Consumerist reader Rebecca recently had an unsettling experience with a pair of maternity pajamas she bought from Motherwear: a ribbon at the front detached and ended up lodged in her newborn’s mouth as he was nursing. Rebecca was able to retrieve the ribbon and her son was thankfully unharmed. Rebecca wrote to Motherwear to let them know about the potential choking hazard that these pajamas present. But the apathetic responses she received from Motherwear customer service are sadly lacking, given that we’re talking about the possibility of infant death.
Last summer, I bought a pair of pajamas from you. They adjust at the front with two ribbons.
With the warm weather here, I just pulled out those pajamas for the first time in several months. I was nursing my 9-month-old in bed, and he stopped nursing (which he often does at this age—stops and starts). But for some reason, he wouldn’t start again—he seemed to have something in his mouth, and he seemed unhappy about it.
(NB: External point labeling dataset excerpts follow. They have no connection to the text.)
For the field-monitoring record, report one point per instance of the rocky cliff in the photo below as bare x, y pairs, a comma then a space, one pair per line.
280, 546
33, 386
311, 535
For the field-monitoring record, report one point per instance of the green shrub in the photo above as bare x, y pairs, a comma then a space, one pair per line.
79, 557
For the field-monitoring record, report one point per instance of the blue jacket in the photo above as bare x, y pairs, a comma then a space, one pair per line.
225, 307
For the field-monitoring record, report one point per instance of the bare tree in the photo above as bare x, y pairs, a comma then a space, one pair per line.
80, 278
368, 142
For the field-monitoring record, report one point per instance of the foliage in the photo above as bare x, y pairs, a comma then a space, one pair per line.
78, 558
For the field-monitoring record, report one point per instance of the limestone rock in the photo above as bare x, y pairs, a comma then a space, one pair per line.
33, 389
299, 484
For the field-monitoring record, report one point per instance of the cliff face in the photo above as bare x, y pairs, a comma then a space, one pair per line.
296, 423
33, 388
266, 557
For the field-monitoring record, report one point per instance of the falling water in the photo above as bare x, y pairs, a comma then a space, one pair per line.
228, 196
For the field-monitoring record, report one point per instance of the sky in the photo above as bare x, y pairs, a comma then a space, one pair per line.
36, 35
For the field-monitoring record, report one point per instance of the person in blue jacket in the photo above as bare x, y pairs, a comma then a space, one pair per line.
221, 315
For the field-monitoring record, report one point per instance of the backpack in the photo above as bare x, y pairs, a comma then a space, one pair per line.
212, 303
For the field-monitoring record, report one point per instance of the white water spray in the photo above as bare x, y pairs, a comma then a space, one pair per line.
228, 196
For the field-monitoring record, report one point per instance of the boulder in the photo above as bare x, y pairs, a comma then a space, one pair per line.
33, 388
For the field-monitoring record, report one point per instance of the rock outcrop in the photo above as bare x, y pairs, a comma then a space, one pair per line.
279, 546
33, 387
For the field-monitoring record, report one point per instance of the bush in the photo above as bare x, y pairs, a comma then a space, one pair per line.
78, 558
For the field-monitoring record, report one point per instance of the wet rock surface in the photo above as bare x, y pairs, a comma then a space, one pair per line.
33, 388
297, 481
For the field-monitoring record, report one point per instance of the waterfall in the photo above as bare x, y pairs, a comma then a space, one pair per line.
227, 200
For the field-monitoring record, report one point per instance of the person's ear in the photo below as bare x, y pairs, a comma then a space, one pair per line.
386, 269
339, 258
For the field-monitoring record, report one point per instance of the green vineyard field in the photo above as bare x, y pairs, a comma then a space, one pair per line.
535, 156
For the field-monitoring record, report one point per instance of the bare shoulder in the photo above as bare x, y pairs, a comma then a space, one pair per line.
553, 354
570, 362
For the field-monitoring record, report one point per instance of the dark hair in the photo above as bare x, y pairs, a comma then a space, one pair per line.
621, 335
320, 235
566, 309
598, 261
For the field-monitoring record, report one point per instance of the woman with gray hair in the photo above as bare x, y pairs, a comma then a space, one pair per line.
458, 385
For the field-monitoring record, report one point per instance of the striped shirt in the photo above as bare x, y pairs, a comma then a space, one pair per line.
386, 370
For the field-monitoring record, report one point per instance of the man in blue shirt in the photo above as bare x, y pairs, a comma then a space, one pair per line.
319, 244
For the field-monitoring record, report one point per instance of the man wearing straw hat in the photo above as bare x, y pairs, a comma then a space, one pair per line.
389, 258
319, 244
I popped his mouth open and was shocked to see that one of the two ribbons was detached from the pajamas and inside his mouth completely.
I wanted to let you know about this, in case you want to warn other customers, as it’s clearly hazardous. If I had nodded off next to him in bed, thinking he was actually done nursing, I’m not sure what could have happened with that length of ribbon in his mouth.
Thank you for contacting Motherwear. We’re sorry you had a problem with these pajamas. We are happy that your child was not harmed by the ribbon. We will pass your email to our merchandising department as well as the company CEO. Please don’t hesitate to contact us if we can be of further assistance.
Unconvinced, Rebecca wrote back again, this time a little more firmly, but again received a stock, three-line response.
Does anyone have the info Rebecca needs to fire off an EECB?